I do need to ask though, what about the many millions of Protestants whose belief in the Real Presence is nearly indistinguishable from Catholic beliefs? Are they not "born again" enough for you?
Historically, The closest prots get is Luthers consubstantiation.
The majority of prots believe in a spiritual presence, not a literal.
"Do this in rememberance of Me", the text tells us it is meant as a memorial of Lord's Sacrifice, AND a proclamation, 1 cor 11:26 For whenever you eat this bread and drink this cup, you proclaim the Lord's death until he comes.
The RCC did not declare the bread and wine to be literal until the 10th or 11th century.
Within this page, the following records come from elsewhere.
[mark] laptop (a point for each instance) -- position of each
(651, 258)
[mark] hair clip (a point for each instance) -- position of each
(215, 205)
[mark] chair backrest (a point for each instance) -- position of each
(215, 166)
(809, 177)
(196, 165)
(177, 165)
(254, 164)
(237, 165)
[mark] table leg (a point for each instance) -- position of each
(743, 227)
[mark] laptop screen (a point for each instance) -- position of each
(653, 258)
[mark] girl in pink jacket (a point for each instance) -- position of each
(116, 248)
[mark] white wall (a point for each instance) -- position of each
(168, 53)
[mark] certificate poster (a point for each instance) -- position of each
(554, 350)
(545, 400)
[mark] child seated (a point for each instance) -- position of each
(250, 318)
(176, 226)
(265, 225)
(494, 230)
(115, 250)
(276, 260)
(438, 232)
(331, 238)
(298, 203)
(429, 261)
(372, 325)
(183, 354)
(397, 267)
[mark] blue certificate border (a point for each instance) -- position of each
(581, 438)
Both symbolic an literal understandings existed until then. Augustine understood them to be symbols.
Which is a far cry from dismissing it as a "metaphor" and what of the High Church Anglicans whose belief is nearly identical to the Catholic Church's.
"Do this in rememberance of Me", the text tells us it is meant as a memorial of Lord's Sacrifice, AND a proclamation, 1 cor 11:26 For whenever you eat this bread and drink this cup, you proclaim the Lord's death until he comes.
That makes no sense in light of St. Paul's use of the words unworthily and guilt in the subsequent verses.
The RCC did not declare the bread and wine to be literal until the 10th or 11th century. Both symbolic an literal understandings existed until then. Augustine understood them to be symbols.
Have you actually got writings by Saint Augustine where he dismisses the Eucharist as merely symbolic?